Hélas, aujourd’hui, après plus de quinze mois d’exercice du pouvoir, Pastef semble avoir atteint ses limites en termes de communication offensive. Sa stratégie de communication digitale percutante qui faisait sa marque de fabrique et qui lui avait permis de mobiliser efficacement ses partisans dans un contexte d’opposition, malgré des moyens limités et une forte adversité, est aujourd’hui sévèrement mise à mal. D’aucuns pointent des failles dans cette stratégie, devenue inadaptée au contexte de gestion du pouvoir. Ces critiques pointent une transition ratée de l’opposition au pouvoir. En tant que parti d’opposition, Pastef excellait dans une communication réactive, dénonciatrice et mobilisatrice.

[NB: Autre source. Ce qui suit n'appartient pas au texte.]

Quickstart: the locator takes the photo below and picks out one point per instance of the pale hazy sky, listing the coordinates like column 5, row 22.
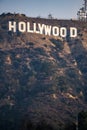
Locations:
column 33, row 8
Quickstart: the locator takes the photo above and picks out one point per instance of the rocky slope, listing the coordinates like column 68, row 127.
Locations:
column 42, row 77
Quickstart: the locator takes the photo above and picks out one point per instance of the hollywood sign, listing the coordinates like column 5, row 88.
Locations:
column 42, row 29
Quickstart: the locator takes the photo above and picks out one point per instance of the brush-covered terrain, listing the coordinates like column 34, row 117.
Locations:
column 41, row 77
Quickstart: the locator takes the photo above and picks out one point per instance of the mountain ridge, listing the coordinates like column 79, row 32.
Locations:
column 43, row 77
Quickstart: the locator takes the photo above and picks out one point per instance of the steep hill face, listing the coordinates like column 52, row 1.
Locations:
column 43, row 77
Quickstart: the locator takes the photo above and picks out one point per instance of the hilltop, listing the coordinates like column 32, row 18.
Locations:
column 42, row 77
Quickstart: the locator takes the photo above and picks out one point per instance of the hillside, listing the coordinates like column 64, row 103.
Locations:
column 42, row 77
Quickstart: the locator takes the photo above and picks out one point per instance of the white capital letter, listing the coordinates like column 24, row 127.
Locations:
column 22, row 26
column 55, row 31
column 63, row 32
column 73, row 32
column 12, row 26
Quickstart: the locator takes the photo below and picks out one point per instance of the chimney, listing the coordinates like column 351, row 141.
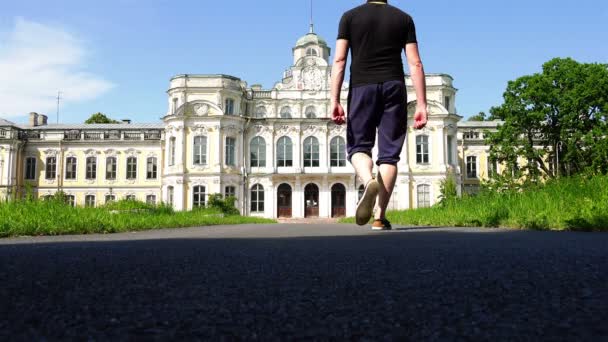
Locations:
column 42, row 120
column 33, row 119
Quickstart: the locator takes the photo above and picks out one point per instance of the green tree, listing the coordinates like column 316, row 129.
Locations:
column 557, row 115
column 99, row 118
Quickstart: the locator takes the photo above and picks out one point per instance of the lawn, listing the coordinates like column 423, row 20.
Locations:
column 53, row 217
column 577, row 204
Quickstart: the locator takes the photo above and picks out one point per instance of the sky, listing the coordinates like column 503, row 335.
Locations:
column 117, row 56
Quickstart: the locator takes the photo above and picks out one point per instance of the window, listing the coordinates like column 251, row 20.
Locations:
column 286, row 112
column 70, row 168
column 310, row 112
column 70, row 200
column 30, row 168
column 111, row 167
column 198, row 196
column 257, row 152
column 284, row 152
column 450, row 151
column 91, row 168
column 424, row 196
column 230, row 151
column 151, row 199
column 311, row 152
column 337, row 151
column 152, row 168
column 172, row 151
column 51, row 168
column 132, row 168
column 257, row 199
column 229, row 191
column 229, row 107
column 89, row 201
column 471, row 167
column 170, row 192
column 422, row 149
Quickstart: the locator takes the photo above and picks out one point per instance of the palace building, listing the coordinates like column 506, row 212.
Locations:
column 276, row 150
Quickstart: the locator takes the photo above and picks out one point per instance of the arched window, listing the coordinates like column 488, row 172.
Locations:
column 257, row 152
column 337, row 152
column 422, row 149
column 200, row 150
column 311, row 152
column 284, row 152
column 286, row 112
column 260, row 112
column 198, row 196
column 257, row 199
column 310, row 112
column 424, row 196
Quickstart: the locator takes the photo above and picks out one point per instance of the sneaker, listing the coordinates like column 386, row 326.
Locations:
column 365, row 207
column 382, row 224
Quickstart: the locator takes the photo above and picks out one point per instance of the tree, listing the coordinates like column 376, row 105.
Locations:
column 99, row 118
column 556, row 120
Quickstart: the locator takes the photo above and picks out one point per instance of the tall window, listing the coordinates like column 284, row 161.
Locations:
column 89, row 201
column 70, row 168
column 152, row 168
column 257, row 199
column 111, row 167
column 91, row 168
column 284, row 152
column 310, row 112
column 230, row 151
column 422, row 149
column 198, row 196
column 471, row 167
column 30, row 168
column 337, row 151
column 311, row 152
column 172, row 151
column 200, row 150
column 424, row 196
column 131, row 168
column 229, row 107
column 51, row 168
column 257, row 151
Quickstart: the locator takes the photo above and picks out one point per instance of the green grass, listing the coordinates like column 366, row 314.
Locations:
column 33, row 218
column 577, row 204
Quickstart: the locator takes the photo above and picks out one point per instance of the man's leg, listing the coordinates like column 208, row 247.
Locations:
column 387, row 175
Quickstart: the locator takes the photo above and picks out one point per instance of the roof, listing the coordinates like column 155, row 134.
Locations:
column 122, row 126
column 480, row 124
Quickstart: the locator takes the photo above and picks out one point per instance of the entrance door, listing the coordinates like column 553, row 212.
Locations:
column 284, row 200
column 311, row 200
column 338, row 200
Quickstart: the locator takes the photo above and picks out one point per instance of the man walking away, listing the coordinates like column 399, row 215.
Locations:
column 376, row 33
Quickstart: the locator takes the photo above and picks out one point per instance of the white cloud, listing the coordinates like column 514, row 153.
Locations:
column 36, row 61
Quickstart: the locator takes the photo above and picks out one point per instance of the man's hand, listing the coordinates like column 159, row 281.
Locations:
column 421, row 117
column 337, row 113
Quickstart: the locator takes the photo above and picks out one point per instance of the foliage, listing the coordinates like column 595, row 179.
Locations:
column 563, row 109
column 578, row 203
column 99, row 118
column 55, row 217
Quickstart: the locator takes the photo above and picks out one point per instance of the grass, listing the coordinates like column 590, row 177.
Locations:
column 576, row 204
column 34, row 218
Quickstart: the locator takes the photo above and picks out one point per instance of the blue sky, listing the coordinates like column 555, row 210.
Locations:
column 117, row 56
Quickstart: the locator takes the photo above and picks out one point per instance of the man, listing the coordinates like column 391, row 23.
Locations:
column 376, row 33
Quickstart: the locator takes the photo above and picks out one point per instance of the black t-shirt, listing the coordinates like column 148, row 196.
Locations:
column 377, row 33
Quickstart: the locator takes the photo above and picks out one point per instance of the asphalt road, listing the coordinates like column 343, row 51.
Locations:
column 315, row 282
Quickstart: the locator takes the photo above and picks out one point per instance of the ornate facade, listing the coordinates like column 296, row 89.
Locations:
column 275, row 149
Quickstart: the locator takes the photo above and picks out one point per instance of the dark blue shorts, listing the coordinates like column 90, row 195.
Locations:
column 382, row 107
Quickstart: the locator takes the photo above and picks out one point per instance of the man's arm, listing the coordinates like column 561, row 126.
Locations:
column 337, row 78
column 419, row 80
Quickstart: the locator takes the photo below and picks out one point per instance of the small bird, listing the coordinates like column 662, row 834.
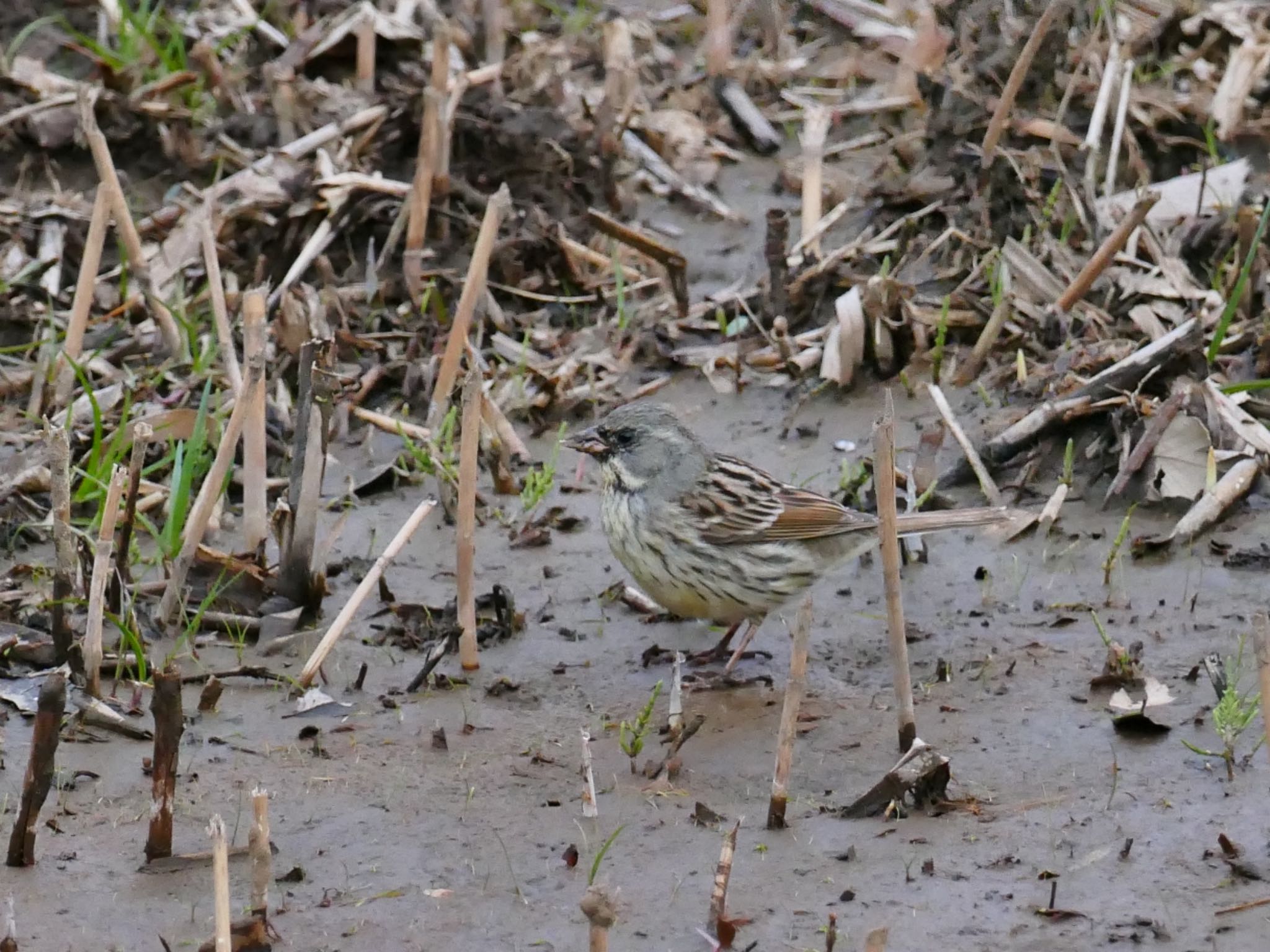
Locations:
column 713, row 537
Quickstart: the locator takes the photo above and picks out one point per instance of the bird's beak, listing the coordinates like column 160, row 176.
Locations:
column 588, row 442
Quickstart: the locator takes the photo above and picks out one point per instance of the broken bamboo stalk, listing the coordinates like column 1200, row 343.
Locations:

Cependant, gouverner exige une approche proactive, visant à convaincre au-delà de sa base militante. Des spécialistes notent que le parti reste ancré dans une posture de confrontation, marquée par des constats, des dénonciations et une rhétorique de lanceurs d’alerte qui n’est pas adaptée à un parti de gouvernement.
Il y a, également, une certaine faiblesse dans la vulgarisation des actions. Depuis son arrivée au pouvoir, en effet, Pastef peine à relayer efficacement ses réalisations et à expliquer ses politiques. Les annonces officielles, souvent limitées à des canaux comme la Rts (médias d’Etat), manquent de relais pour toucher un public plus large. Cette lacune laisse un vide que les critiques et l’opposition exploitent. Si la maîtrise des réseaux sociaux était autrefois l’Adn du Pastef triomphant, elle est aujourd’hui perçue comme son point faible. Le parti semble avoir perdu sa capacité à fédérer en ligne, et ses cadres, même les plus aguerris, adoptent des postures qui nuisent à l’image du gouvernement. Il n’est pas rare de voir des ministres ou Dg de la nouvelle alternance faire leur propre promotion au détriment de la dynamique d’ensemble.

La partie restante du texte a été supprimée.